35 It is also worth noting that City of Swan is not on all fours with the present case. It concerned an application by the respondent seeking that one of the applicants review a vast array of documents in its possession by virtue of discovery in a large earlier class action, Wingecarribee Shire Council and Ors v Lehman Brothers, to see whether such documents supported or adversely affected the case of one or other of the co-applicants in the subject proceeding. Rares J refused the application and (at [21]) said that:
… To require a discovering party to give discovery of documents that are directly relevant to issues raised by the pleadings but that do not involve him, her or it, would impose a burden that, in my opinion, would be not conformable with the requirement of r 20.11. That is because such an extended obligation would not facilitate the just resolution of the proceeding so far as it concerned the discovering party and its opponent or opponents as quickly, inexpensively and efficiently as possible.

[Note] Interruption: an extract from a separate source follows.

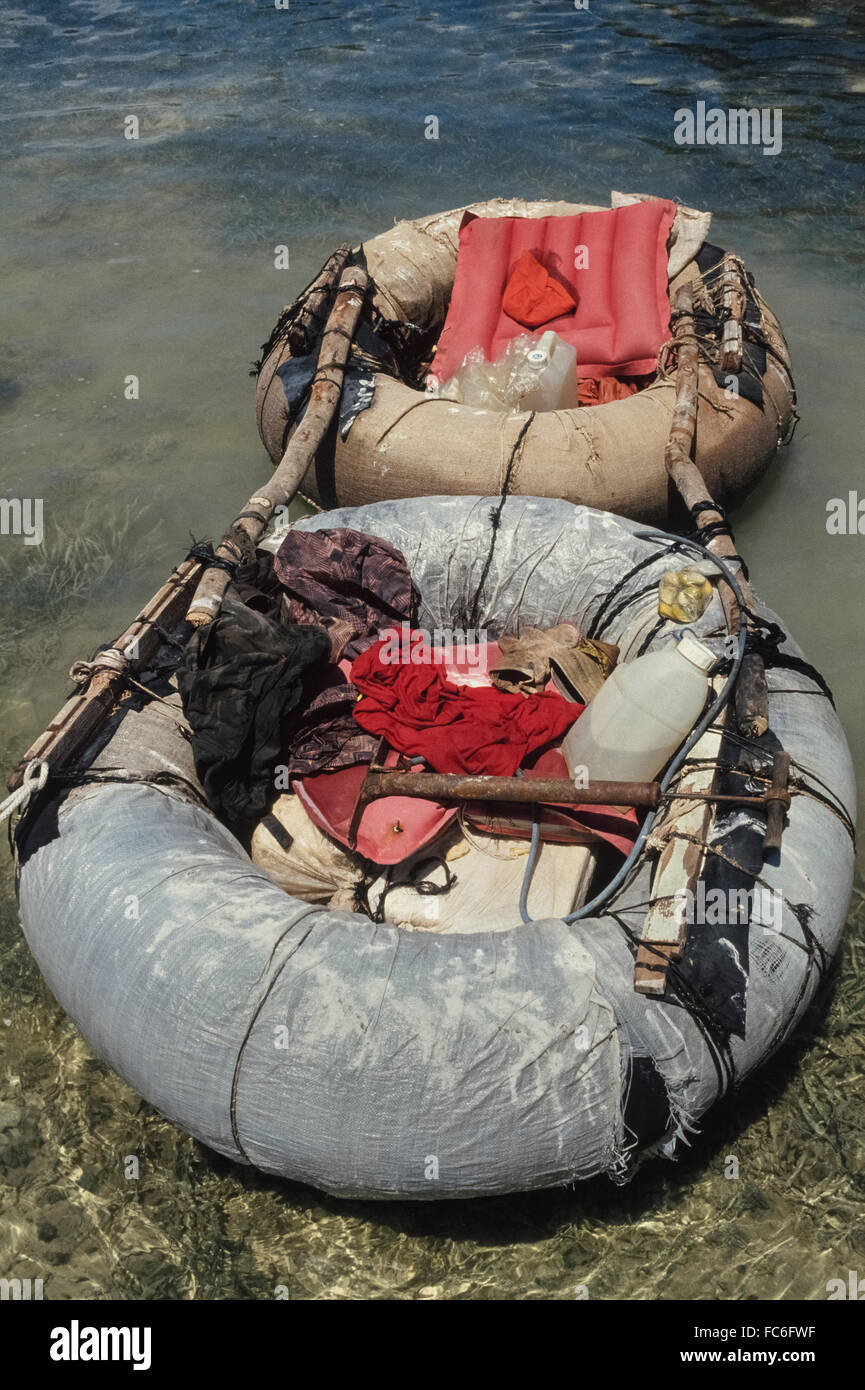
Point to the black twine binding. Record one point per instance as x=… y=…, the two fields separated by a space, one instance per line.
x=200 y=551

36 I do not take his Honour to be attempting to lay down an immutable principle that standard discovery under r. 20.14 cannot include an obligation on a party to litigation to make discovery of documents that are directly relevant only to issues between the party seeking discovery and the case of another party to that litigation. I see his Honour's remarks as being directed to the sensible conclusion that the discovery the respondent sought in that case was inconsistent with the requirement to facilitate the just resolution of the proceeding as quickly, inexpensively and efficiently as possible.
37 In any event I am disinclined to agree with his Honour's construction of r. 20.14(2)(c) and (d). The rule requires a party that is subject to an order for standard discovery to discover documents that support or adversely affect "another party's case". The Directors are another party in the present proceeding and the causes of action against the two groups of defendants are to an extent factually and legally interrelated. Grant Thornton must discover documents it holds which are relevant to the case between the plaintiffs and the Directors. Whether to order standard discovery, and the proper scope of such discovery, is a matter to be decided consistently with the overarching principles in s 37M and Practice Note CM5 rather than by reading down the expression "another party's case".